The crossbar inside the node

NVSwitch is a non-blocking crossbar ASIC. Inside an HGX H100 baseboard, four NVSwitches sit on the same PCB as the 8 GPUs. Every GPU's 18 NVLink lanes are split across the four switches: each GPU sends some lanes to each switch, and each switch terminates lanes from all 8 GPUs. The result is that no matter which GPU pair you pick, there is a path through the switch fabric that carries the full 900 GB/s of NVLink bandwidth without contention from any other pair.
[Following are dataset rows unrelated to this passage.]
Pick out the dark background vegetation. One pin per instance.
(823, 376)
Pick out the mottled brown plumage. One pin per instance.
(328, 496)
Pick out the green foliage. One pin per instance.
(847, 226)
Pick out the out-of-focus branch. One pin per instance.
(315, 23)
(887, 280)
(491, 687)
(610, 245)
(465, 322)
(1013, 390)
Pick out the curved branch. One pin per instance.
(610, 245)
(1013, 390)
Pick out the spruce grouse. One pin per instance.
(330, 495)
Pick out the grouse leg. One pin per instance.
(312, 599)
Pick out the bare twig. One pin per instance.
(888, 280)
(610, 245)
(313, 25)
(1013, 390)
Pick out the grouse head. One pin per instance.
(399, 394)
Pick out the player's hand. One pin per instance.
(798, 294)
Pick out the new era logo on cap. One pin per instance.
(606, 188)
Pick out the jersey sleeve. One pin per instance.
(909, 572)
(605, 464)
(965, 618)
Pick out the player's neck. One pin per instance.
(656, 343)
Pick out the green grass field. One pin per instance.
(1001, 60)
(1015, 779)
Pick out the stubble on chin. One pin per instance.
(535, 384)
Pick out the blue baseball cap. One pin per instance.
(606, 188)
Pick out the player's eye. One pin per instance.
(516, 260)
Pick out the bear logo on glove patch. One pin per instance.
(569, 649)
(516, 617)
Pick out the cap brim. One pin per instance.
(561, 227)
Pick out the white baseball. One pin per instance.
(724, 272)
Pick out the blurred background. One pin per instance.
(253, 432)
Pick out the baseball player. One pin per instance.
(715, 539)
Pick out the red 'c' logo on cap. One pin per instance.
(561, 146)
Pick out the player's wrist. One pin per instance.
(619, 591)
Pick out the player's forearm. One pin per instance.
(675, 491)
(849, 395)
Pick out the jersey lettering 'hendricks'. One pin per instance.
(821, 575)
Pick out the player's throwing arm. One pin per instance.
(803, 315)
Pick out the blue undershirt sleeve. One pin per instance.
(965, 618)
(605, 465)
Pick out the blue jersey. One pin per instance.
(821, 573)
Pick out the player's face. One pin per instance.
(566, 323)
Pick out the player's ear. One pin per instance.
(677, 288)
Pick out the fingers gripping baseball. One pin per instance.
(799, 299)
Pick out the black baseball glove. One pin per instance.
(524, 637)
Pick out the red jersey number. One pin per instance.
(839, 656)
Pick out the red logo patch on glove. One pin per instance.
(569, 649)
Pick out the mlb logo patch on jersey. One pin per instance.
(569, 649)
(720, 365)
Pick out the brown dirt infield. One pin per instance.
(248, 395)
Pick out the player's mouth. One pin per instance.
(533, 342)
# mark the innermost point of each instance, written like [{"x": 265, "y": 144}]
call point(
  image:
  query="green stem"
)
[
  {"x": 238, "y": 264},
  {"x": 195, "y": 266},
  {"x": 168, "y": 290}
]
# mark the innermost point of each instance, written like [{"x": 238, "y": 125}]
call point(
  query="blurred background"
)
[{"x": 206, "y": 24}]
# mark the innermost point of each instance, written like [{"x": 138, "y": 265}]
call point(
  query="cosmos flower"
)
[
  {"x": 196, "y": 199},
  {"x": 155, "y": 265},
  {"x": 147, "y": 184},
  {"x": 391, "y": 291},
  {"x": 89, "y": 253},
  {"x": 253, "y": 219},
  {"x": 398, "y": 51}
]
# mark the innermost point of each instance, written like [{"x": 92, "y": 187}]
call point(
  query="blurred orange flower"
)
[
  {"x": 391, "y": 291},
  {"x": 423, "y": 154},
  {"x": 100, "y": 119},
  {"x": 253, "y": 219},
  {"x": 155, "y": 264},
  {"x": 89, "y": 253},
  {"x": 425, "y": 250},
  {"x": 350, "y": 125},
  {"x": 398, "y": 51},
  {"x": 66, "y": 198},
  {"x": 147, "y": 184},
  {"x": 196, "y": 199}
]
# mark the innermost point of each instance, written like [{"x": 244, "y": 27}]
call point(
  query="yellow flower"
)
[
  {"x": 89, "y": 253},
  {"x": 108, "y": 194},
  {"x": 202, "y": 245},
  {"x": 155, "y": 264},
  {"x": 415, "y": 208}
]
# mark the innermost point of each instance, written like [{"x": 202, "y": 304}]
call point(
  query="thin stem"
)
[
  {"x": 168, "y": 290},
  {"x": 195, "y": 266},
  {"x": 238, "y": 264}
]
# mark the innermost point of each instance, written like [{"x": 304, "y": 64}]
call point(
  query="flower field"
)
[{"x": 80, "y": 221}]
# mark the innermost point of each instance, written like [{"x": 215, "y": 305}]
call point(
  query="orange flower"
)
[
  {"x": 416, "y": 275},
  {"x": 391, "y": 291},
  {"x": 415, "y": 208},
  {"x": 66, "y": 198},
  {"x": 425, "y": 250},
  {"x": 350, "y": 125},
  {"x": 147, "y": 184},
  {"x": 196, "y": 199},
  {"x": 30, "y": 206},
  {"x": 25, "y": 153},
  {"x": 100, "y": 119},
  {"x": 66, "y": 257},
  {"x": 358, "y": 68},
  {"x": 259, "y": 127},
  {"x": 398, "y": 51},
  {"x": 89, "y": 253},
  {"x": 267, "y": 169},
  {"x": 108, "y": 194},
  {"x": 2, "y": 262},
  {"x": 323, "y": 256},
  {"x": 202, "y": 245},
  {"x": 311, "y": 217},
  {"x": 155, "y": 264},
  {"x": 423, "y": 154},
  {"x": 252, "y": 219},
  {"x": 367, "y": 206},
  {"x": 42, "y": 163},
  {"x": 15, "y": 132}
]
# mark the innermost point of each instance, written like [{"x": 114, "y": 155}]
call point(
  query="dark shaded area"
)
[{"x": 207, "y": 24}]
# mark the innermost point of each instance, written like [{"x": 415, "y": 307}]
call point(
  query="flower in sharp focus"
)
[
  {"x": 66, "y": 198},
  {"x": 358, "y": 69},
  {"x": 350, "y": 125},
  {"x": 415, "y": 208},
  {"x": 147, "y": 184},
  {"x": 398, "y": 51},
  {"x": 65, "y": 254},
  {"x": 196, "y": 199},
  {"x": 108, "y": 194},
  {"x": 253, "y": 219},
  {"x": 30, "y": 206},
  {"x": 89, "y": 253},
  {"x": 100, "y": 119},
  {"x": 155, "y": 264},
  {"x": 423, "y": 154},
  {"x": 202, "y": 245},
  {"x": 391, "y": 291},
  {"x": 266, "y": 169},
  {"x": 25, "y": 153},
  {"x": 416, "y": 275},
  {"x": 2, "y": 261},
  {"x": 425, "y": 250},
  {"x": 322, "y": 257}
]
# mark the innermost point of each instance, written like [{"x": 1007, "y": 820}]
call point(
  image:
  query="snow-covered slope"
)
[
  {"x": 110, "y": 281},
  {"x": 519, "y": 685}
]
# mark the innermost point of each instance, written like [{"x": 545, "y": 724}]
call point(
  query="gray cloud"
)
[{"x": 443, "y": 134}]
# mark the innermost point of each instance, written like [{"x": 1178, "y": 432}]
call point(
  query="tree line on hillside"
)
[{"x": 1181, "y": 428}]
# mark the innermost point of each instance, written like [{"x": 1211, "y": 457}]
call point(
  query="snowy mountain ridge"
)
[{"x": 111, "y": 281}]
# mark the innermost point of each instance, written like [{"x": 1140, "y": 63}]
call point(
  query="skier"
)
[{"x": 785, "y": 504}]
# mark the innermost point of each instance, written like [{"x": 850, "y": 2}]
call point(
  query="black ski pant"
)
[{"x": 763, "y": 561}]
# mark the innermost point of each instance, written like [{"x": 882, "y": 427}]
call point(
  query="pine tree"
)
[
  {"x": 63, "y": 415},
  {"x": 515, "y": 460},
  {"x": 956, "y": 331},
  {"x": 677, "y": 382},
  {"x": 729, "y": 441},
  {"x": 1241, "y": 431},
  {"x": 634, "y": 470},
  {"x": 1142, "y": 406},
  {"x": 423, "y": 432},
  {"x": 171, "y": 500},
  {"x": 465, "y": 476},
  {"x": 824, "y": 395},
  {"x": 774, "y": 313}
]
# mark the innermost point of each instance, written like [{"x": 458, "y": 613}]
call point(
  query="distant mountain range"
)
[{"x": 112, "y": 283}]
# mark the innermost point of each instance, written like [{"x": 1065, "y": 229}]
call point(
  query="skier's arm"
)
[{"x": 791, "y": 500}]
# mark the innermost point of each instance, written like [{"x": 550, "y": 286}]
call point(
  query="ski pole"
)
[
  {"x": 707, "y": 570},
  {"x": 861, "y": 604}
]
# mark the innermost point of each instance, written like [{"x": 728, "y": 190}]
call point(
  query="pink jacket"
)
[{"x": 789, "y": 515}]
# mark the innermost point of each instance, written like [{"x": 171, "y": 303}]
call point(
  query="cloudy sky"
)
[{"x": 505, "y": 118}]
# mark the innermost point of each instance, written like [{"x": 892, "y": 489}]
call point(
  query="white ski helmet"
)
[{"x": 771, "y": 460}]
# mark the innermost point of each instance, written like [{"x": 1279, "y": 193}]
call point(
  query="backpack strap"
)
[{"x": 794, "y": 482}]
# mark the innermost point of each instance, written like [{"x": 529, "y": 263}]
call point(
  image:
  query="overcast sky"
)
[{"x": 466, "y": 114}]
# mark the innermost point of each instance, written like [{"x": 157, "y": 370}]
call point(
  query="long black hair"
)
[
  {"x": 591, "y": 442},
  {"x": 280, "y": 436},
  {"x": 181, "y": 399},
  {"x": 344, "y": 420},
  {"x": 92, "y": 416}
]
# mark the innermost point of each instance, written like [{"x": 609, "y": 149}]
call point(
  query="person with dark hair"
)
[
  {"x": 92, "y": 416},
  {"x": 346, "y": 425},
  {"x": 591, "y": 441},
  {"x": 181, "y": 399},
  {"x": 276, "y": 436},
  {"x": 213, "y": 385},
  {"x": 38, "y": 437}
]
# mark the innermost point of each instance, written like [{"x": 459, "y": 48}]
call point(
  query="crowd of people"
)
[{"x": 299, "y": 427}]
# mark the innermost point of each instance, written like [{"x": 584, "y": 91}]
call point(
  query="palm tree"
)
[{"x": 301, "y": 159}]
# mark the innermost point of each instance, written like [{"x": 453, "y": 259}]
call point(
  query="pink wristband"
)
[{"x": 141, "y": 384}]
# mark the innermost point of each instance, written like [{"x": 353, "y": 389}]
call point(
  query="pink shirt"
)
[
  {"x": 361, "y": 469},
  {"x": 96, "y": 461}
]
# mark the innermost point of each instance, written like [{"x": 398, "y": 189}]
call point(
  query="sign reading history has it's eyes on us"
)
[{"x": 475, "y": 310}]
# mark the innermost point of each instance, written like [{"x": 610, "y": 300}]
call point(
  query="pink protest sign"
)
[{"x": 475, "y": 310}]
This property is what "non-blocking" means in the topology sense. A non-blocking switch can carry every input port at full rate to every output port simultaneously, as long as no two inputs are trying to reach the same output. For an 8-GPU node, this means all 28 unordered GPU pairs (8 choose 2) can be communicating at full rate at the same time, with the switch silicon arbitrating the lane assignments. NVIDIA's spec sheet number, 7.2 TB/s aggregate fabric bandwidth, is just 8 GPUs x 900 GB/s, with the implicit promise that the switches can actually deliver that aggregate without internal blocking.

Why this changed how clusters are built

Before NVSwitch (the V100 generation and earlier), GPUs talked to each other through a partial NVLink mesh. Some GPU pairs had a direct link, some had two-hop paths through an intermediate GPU, and some had to go through PCIe. Bandwidth depended on which pair you picked. Frameworks had to be topology-aware at the per-link level to avoid the slow paths.

NVSwitch erased that. From the framework's perspective, every GPU pair inside an HGX node looks the same. A ring all-reduce does not care whether GPU 0 and GPU 7 are physically far apart on the baseboard; the ring can be ordered any way and hit the same bandwidth. Tensor parallelism does not need to know whether its 4-GPU group sits on switches 0-1 or switches 2-3. This regularity is why frameworks like NCCL can run a clean ring algorithm on a node and assume it is bandwidth-bound by NVLink, not by topology accidents.

What scales beyond a single node

A single HGX H100 stops at 8 GPUs. To make a bigger NVLink domain, you need to push NVSwitch outside the box and across multiple boxes. NVIDIA's first-generation external NVSwitch (the H100-era SuperPod with NVLink Switch System) extended the domain to 256 GPUs by treating multiple NVSwitches as a multi-stage Clos network and routing NVLink packets across rack boundaries. The B200 generation pushes this further into the NVL72 configuration, where the entire rack (72 GPUs across 18 compute trays + 9 NVSwitch trays) is a single NVLink domain.

The topology trick stays the same as inside a single HGX node: at every layer, every input port has a non-blocking path to every output port. The wires get longer, the latency gets larger by a few microseconds, but the abstraction holds: any GPU sees any other GPU at NVLink rate, with the only cost being a slightly larger alpha in the latency-bandwidth model.

What this means in practice

• For collectives that fit inside one node, NVSwitch makes algorithm choice (ring vs tree, see NCCL ring vs tree) the only thing that matters. Topology accidents do not exist inside the node.
• Tensor parallelism groups should fit inside one NVSwitch domain. A TP=8 group on H100 lives inside one HGX node and runs at 7.2 TB/s aggregate. A TP=8 group split across two HGX nodes drops to InfiniBand bandwidth, which is roughly 18x slower than NVLink. This is the placement rule that topology-aware placement enforces.
• The H100-era external NVLink Switch System (256-GPU domains) and the B200-era NVL72 (72 in one rack) are both attempts to push the "any-to-any" abstraction further out. They cost more per GPU, but they change which parallelism strategies are tractable.
• When debugging an unexpectedly slow all-reduce, the question to ask first is whether the GPUs are inside the same NVSwitch domain. If not, the bandwidth ceiling is set by the next tier (IB), not by NCCL.

NVSwitch is the reason "8 H100s" is a single number on a spec sheet rather than a topology you have to solve for.